Tym razem Fern Michaels sięgnęła po bardzo trudny temat wzbudzający wiele kontrowersji, emocji i refleksji. Jesteśmy świadkami tego, jak łatwo jest zniszczyć ludzkie życie jednym słowem, okrutnym oskarżeniem.
Alex i Kate Rocket to małżeństwo z długoletnim stażem. Są ze sobą bardzo szczęśliwi i kochają się tak gorąco jak na początku swojego związku. On jest hodowcą psów a ona spełnioną gospodynią domową z ogromnym talentem kulinarnym i pasją tworząca ceramiczne rękodzieła. Do pełnej harmonii brakuje im jedynie dziecka. Niestety, mimo wielu prób pozostawało tylko rozczarowanie. Dlatego tak bardzo pokochali i zżyli się z Sarą i Emily- córkami Dana, długoletniego przyjaciela Alexa i jego żony Debbie. Dziewczynki spędzały u "wujostwa" dwa tygodnie wiosennych ferii, a w tym czasie ich rodzice wypływali w różne rejsy wycieczkowe. Tym razem wizyta nie przebiega bezproblemowo a dziwne zachowanie dwunastoletniej Sary wzbudza zainteresowanie i podejrzliwość Kate. Nie chce jednak wchodzić w kompetencje rodziców i pozostawia zauważone sytuacje tylko dla siebie. I to był ogromny błąd.
Sara oskarża Alexa o zły dotyk o molestowanie seksualne. W jednej chwili życie Rocketów rozsypuje się jak domek z kart. Tylko Kate wierzy w niewinność swojego męża i postanawia to udowodnić. Czy jej się uda? Czy przywróci swojej rodzinie dobre imię?

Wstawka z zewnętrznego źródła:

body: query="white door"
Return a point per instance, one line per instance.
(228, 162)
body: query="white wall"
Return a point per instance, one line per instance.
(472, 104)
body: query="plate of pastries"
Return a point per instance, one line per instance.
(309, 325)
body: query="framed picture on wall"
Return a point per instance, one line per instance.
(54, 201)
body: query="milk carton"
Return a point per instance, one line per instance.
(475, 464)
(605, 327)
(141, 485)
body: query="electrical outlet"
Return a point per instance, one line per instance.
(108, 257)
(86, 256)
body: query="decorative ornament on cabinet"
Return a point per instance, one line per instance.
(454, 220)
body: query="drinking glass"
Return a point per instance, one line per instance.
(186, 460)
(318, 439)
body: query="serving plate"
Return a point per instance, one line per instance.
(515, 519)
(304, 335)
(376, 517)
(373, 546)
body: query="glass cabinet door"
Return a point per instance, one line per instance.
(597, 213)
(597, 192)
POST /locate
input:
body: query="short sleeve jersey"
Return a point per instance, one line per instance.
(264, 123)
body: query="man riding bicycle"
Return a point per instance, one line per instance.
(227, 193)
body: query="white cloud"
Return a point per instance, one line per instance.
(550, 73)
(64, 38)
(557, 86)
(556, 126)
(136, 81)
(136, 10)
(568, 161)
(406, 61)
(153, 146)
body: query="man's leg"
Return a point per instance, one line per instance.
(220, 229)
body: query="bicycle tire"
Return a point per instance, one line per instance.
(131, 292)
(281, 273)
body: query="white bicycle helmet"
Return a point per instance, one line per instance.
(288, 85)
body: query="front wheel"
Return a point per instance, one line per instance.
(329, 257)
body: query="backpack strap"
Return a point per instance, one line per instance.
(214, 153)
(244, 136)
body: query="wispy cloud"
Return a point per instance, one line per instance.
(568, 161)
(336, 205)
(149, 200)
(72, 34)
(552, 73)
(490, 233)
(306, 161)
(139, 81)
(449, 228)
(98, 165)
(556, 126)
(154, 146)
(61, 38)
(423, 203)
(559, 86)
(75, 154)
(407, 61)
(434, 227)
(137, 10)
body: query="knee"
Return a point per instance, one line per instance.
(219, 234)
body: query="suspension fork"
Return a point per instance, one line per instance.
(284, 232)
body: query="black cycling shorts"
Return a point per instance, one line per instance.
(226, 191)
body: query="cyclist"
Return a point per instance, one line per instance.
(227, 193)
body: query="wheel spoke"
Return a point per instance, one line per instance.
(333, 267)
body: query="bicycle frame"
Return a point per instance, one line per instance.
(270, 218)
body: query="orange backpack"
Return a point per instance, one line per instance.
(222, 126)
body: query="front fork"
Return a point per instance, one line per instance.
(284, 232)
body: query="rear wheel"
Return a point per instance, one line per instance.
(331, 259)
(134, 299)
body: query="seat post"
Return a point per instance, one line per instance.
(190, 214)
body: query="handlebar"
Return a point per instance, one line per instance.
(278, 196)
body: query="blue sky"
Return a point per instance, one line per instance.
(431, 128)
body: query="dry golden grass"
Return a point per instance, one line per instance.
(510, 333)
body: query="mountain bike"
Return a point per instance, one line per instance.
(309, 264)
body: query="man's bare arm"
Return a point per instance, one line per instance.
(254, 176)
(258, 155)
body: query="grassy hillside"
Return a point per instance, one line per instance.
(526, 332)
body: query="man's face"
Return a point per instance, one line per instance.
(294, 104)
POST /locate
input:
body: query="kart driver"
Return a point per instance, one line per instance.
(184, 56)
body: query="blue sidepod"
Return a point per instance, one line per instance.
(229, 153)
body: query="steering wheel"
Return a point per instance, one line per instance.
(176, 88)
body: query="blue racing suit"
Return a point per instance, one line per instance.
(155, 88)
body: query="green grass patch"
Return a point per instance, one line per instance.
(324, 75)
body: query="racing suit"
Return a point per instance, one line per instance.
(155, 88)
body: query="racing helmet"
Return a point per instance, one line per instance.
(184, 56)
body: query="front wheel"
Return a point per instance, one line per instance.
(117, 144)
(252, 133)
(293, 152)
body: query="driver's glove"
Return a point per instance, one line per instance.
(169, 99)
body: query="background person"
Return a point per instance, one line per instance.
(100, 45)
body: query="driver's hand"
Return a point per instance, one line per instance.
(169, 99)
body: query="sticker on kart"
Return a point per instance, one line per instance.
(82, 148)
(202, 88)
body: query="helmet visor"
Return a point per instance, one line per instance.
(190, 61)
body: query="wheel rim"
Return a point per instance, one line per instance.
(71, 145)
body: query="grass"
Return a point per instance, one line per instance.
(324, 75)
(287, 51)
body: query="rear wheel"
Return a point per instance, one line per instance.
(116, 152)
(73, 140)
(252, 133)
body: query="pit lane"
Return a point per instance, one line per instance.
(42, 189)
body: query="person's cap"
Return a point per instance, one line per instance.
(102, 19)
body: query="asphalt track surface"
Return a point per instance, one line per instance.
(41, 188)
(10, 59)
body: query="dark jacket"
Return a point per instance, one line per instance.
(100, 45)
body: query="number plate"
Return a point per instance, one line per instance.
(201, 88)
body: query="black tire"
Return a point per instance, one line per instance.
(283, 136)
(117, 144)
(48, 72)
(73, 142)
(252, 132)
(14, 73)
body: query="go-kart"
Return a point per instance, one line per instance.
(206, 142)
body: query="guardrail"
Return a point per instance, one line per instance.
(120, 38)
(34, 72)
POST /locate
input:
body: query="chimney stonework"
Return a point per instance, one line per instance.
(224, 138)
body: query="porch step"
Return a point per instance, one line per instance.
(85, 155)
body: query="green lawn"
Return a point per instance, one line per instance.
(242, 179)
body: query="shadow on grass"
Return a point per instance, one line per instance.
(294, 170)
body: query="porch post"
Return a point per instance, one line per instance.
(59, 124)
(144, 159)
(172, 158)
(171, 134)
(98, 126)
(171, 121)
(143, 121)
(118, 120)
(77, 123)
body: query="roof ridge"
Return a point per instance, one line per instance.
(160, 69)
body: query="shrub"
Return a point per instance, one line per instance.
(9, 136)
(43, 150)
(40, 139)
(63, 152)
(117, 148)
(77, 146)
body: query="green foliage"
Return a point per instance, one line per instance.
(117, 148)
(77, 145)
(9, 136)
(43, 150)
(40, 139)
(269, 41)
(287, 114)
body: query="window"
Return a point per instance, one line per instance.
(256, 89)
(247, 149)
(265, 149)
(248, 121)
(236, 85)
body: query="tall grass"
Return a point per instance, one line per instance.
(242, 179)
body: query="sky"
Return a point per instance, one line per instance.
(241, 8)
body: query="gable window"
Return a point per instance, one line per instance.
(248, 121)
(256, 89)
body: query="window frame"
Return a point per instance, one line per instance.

Postacie w tej książce są przedstawione na podstawie kontrastu. Alex, Kate, Emily to pozytywni bohaterowie, z zasadami moralnymi są za pan brat. Kochają zwierzęta, szanują cudzą własność, prywatną przestrzeń. Starają się być prawi, zawsze służą pomocą, nie wywyższają się. Z kolei Don, Debbie i Sara to postacie negatywne. Zapatrzone w siebie, dbają jedynie o własne wygody i korzyści. Zmagają się z wewnętrznymi demonami, które nie tylko czynią ich nieprzyjaznymi, niedostępnymi, niesympatycznymi ale powoli z dnia na dzień niszczą ich życie prywatne i zawodowe.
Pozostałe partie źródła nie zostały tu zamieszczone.